Fast forward to 2016, Sites will be renamed to SharePoint. Finally! This is something that I have been longing for. But this is not only a rename of the tile in the waffle. SharePoint home is your new start page, an aggregated view of your most active sites as well as the ones recommended to you by the Office graph, from both the cloud and on-premises. Not only that, the SharePoint home is also a new entry point for enterprise search and I also believe that this is just the first of many steps.

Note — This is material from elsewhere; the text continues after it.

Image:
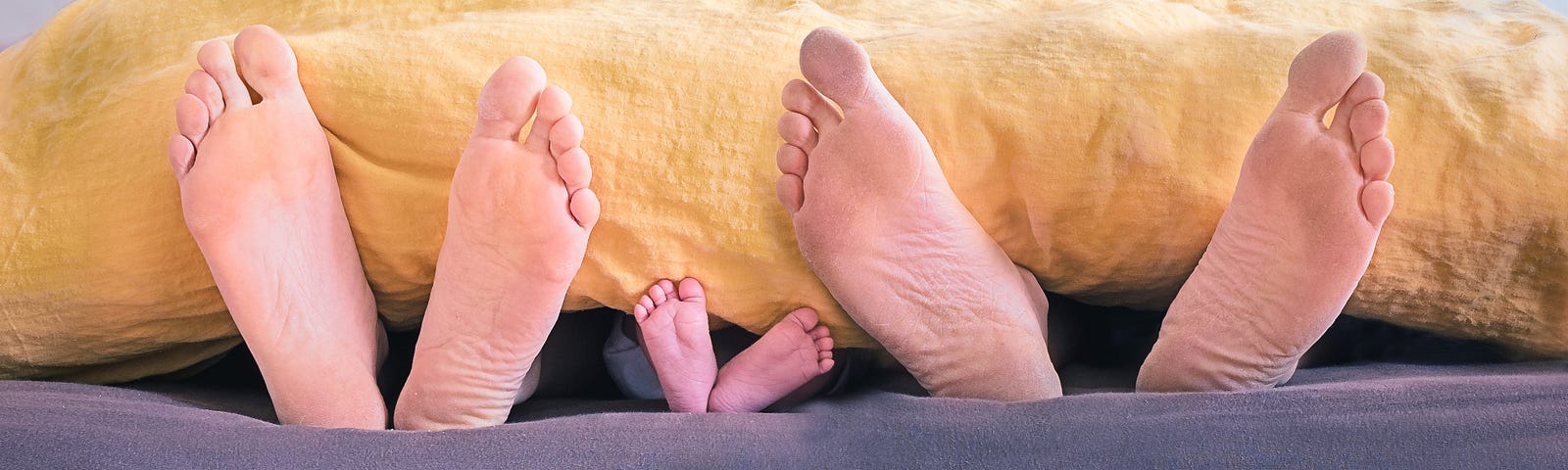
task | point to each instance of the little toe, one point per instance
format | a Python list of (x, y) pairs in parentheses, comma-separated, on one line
[(192, 118), (182, 154), (1366, 88), (269, 63), (796, 129), (802, 98), (1377, 159), (841, 70), (792, 161), (805, 318), (658, 294), (792, 193), (585, 209), (219, 62), (554, 106), (1322, 72), (509, 99), (1377, 201), (574, 168), (204, 88), (690, 290), (1368, 121), (568, 133)]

This SharePoint home experience is also the heart of the new SharePoint mobile app. Another experience that I’ve been trying out for a while. The “Intranet in your pocket” is what Microsoft calls this app. It’s not really there yet (as an Intranet), but the vision and ideas they have look great. Currently the app gives me great insights in the Team sites I’m participating in, the activities happening in them, the documents and even plain ol’ SharePoint lists, and I can search for documents and people. Another great feature is that they by default have built-in account switching and it works for Office 365 and on-premises. Good job!

Intranet!

I find it very interesting that Microsoft finally talks about SharePoint as an Intranet. They haven’t done that for a long time. The versatile SharePoint development platform is now being more streamlines to a specific set of workloads within the Digital Workplace and employee experience. I think this is a good move and hopefully customers can get started with SharePoint without spending to much money and time on building the Intranet features. I wouldn’t be surprised if we see more Intranet features, like news and portals, in the near future.

The SharePoint Framework

Not only is this new modern team sites equipped with a great user experience, it is also customizable through the new page model and the new extension model called The SharePoint Framework. This new model allows you to still do the the customizations that once made SharePoint so famous and feature rich. This time the improved extension model is all based on client side technologies; no WSP, no sandbox, no weird SharePoint hosted apps. What we get is something more modern that potentially can attract new developers to the realm of SharePoint. This part I’m particularly excited about and please read this post I’ve written, that is dedicated to the SharePoint Framework.

One of the most important aspects of the SharePoint Framework and the approach to base it on solely client side technologies, is that this allows the SharePoint team to slowly move away from the (deprecated) ASP.NET Web Forms model that has over the years caused us so much headaches.

And what about Yammer

These new announcements are all about SharePoint. Yammer is not a part of SharePoint. None of the blog posts from today mention the Yammer service and during the virtual event today, Yammer was just mentioned briefly. I draw my own conclusions from this and you have draw your own.

Summary

What we’ve seen today and moving forward is just the beginning of the Future of SharePoint. I’m very excited about what we will get over the next few months and following that.